Is $\mathcal{A}=\left\{M_{\varphi} | \varphi \in C([0,1])\right\}$ a Banach algebra?

Question

Consider the space $V$ of continuous functions on [0,1] with the 2-norm $\|f\|_{2}^{2}=\int_{0}^{1}|f|^{2}$. Define a liner map $M_{\varphi} : V \rightarrow V$ by $M_{\varphi} f=\varphi f$ where $ \varphi \in C([0,1])$. Is $\mathcal{A}=\left\{M_{\varphi} | \varphi \in C([0,1])\right\}$ a Banach algebra?

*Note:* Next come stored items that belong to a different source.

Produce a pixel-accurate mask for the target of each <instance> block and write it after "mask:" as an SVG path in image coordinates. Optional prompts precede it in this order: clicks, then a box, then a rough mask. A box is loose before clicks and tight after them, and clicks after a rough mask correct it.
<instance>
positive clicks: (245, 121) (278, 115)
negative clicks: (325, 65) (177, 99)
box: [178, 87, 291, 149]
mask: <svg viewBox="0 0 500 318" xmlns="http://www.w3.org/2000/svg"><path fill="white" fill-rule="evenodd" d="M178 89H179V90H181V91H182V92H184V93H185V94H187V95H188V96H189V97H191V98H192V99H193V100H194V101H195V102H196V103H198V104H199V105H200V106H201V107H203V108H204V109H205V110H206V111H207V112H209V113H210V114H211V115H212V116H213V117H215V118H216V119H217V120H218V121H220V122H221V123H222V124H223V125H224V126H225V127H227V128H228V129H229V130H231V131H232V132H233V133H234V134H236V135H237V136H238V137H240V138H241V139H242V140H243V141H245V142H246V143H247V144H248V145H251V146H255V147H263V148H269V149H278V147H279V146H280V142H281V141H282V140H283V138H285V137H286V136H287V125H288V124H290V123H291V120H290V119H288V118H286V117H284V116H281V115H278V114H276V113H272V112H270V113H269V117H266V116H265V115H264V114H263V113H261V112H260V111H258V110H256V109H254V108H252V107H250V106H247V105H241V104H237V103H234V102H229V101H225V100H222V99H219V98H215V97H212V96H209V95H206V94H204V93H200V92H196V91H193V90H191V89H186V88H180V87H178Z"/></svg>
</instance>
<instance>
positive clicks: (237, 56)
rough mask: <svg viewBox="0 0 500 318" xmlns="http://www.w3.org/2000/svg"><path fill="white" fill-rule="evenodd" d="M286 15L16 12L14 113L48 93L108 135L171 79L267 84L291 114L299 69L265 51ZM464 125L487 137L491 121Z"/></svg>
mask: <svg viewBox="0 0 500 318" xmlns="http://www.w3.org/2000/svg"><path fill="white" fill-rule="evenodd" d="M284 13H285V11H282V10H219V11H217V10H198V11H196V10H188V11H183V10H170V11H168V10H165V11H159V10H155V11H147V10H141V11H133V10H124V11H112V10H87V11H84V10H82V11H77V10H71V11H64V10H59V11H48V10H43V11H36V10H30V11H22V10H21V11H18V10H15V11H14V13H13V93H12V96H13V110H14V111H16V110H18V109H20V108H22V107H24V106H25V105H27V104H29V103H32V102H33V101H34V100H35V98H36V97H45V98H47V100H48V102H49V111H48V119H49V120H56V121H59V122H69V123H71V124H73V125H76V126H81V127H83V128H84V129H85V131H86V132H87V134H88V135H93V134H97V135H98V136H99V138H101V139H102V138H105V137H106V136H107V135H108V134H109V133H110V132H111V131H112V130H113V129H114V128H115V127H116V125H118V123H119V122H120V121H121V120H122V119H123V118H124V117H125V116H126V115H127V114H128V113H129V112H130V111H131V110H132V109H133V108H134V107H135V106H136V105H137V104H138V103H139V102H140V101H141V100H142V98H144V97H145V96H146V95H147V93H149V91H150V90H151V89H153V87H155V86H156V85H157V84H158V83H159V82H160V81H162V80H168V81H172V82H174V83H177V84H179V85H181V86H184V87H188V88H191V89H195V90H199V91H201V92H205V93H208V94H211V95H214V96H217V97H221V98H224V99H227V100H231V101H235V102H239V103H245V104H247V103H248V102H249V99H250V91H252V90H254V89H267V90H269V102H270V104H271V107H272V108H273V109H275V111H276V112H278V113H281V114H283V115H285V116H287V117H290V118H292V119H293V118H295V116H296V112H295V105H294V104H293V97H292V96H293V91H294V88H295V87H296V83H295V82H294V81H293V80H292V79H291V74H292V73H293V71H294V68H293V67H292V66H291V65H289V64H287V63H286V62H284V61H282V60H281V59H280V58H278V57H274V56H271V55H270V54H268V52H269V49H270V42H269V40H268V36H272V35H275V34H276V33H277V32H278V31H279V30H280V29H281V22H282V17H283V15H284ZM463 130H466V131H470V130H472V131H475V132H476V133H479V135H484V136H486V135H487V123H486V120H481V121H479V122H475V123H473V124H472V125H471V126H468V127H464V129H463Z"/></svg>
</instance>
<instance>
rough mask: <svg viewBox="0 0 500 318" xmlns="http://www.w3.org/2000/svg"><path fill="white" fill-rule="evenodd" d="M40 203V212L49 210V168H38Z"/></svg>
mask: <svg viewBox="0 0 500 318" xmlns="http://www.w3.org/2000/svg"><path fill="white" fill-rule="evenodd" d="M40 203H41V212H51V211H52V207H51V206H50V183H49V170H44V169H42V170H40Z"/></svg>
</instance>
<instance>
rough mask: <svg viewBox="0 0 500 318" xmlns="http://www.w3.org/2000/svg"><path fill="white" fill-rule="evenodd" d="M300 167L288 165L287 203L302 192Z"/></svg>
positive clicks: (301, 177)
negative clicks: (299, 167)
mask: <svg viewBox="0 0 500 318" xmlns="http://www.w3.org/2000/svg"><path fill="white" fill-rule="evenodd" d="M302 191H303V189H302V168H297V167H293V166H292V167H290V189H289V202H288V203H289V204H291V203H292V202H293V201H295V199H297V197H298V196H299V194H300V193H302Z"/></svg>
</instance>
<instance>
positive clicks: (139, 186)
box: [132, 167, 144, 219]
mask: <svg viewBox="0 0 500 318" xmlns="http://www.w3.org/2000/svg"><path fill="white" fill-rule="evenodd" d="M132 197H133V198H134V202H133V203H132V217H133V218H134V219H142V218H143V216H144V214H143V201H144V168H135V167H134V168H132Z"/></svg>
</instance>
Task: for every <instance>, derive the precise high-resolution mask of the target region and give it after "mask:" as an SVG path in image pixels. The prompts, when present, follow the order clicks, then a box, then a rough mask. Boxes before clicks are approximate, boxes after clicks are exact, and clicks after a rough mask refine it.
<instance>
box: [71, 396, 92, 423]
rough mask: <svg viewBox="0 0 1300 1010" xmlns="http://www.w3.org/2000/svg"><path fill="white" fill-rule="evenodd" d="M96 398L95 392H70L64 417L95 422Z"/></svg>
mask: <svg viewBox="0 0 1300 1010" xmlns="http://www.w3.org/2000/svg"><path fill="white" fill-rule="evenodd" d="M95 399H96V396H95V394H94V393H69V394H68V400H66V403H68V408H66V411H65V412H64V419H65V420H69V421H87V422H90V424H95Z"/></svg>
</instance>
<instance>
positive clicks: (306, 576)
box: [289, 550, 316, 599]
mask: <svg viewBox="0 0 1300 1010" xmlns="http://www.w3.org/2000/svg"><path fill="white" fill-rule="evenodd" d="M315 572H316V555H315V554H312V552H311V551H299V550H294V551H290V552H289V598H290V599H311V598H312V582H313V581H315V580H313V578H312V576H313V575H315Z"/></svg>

Since $V$ is an incomplete normed linear space, it is not enough to prove that $\mathcal{A}$ is closed. I have proved that $M_{\varphi}$ is bounded and $\|M_{\varphi}\|=\|\varphi\|_{\infty}$. How to prove that $\mathcal{A}$ is a Banach algebra? Should I use the Stone–Weierstrass theorem?

Answer 1

The operator norm of $M_{\phi}$ is the sup norm of $\phi$. Hence your space is isometrically isomorphic to $C[0,1]$ and this makes it a Banach space. Other properties of a Banach algebra are trivial verifications.